On reconnaît la campagne et les villages des vallées alsaciennes : toits de tuile émergeant çà et là de prés et de vergers, la barrière d’un jardin, une église. C’est un univers de femmes, celui de l’enfance. Les hommes sont absents, sauf l’acrobate du cirque, l’innocent du village, le jardinier peut-être. Les enfants jouent au cheval de bois, au billard, au cerf-volant ; ils font une ronde, fêtent un anniversaire. Des silhouettes féminines passent ; certaines sont assises, absorbées dans leur ouvrage, avec près d’elles les bobines de fil, les ciseaux, des aiguilles. On entrevoit  un couple d’amoureux. Est-on dans le jardin ou dans la maison, dehors ou dedans ? Une fenêtre permet le passage de l’un à l’autre ou plutôt la confusion entre l’un et l’autre. Est-ce la fenêtre de la rêverie et du souvenir ? En tout cas, l’armoire à linge dite « l’armoire à l’ange » car un ange apparaît dans le miroir du meuble est bien plantée dehors, dans le jardin.
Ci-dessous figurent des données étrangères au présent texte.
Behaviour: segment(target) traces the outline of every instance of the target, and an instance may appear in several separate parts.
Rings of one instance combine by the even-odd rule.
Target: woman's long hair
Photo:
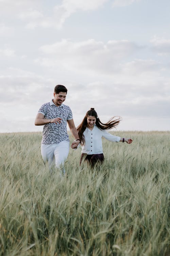
[[[87,111],[83,121],[77,128],[82,146],[85,144],[83,132],[86,129],[87,125],[87,119],[88,116],[95,116],[96,117],[96,124],[101,130],[110,130],[112,128],[115,127],[121,120],[121,118],[120,116],[114,116],[111,118],[106,124],[103,124],[101,122],[98,117],[97,114],[95,110],[95,109],[91,108],[90,110]]]

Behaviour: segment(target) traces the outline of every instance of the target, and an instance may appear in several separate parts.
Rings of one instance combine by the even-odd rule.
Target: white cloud
[[[31,9],[20,13],[19,17],[23,20],[29,19],[36,20],[43,18],[43,14],[41,12],[38,11]]]
[[[120,69],[120,63],[125,58],[142,48],[125,40],[105,43],[94,39],[76,43],[63,40],[41,46],[44,56],[35,61],[49,67],[61,65],[69,70],[112,74]]]
[[[13,35],[13,30],[12,28],[6,26],[4,23],[0,23],[0,35],[6,37]]]

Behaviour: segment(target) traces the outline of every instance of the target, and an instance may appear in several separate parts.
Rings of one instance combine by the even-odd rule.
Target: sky
[[[169,130],[169,0],[0,0],[0,132],[39,131],[57,84],[76,126]]]

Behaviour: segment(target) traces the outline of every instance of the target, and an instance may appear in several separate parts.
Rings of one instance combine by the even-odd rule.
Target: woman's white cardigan
[[[96,125],[90,131],[87,127],[83,132],[85,139],[85,144],[82,146],[82,153],[88,155],[100,154],[103,153],[102,138],[113,142],[118,142],[120,137],[112,135],[104,130],[101,130]],[[80,144],[79,144],[80,145]]]

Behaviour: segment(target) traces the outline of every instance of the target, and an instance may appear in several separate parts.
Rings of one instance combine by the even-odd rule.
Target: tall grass
[[[170,132],[114,132],[105,160],[44,166],[40,133],[0,134],[0,255],[168,256]],[[71,140],[72,138],[70,137]]]

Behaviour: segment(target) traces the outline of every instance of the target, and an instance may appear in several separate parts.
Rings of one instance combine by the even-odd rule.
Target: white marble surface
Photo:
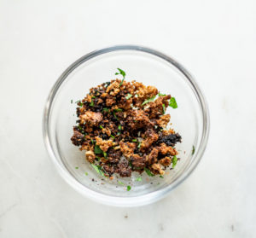
[[[0,1],[0,237],[255,237],[256,2]],[[78,57],[156,48],[197,78],[211,113],[201,163],[166,199],[96,204],[56,173],[43,107]]]

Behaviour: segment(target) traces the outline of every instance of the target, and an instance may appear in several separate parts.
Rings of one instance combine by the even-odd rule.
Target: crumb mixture
[[[162,176],[168,166],[175,166],[175,145],[182,139],[166,129],[171,116],[166,110],[177,107],[175,98],[154,86],[127,82],[125,72],[119,71],[123,80],[91,88],[77,102],[72,142],[85,151],[86,160],[102,176],[124,177],[144,171]]]

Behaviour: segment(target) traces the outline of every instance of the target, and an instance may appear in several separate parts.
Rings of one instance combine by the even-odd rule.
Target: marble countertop
[[[255,1],[1,1],[0,237],[255,237]],[[211,133],[195,172],[142,207],[95,203],[43,143],[48,93],[81,55],[155,48],[195,77]]]

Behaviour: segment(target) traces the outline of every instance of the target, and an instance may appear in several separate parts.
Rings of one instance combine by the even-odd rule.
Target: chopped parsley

C’est l’enfance qui donne au souvenir ses couleurs vives.

Dans presque tous les tableaux, un bouquet, plus ou moins somptueux, revient, parfois de façon délibérément incongrue : digitales, dahlias éclatants, cosmos. Ce bouquet de couleurs occupe le premier plan, même dans les scènes d’extérieur, sans souci de vraisemblance. Certains peintres n’aiment pas peindre de bouquets. Exercice trop académique ? Maîtres indépassables ? Les bouquets de Walch sont faits de fleurs du jardin ou de la montagne. Célébrations de la couleur, comme aussi les motifs de broderie, ils sont composés par des femmes. Ils ne cessent de rappeler  que Walch puise dans sa mémoire les ressources de son art : l’inspiration de la plupart des scènes peintes mais aussi le goût obstiné de l’ouvrage, qui devient œuvre d’art.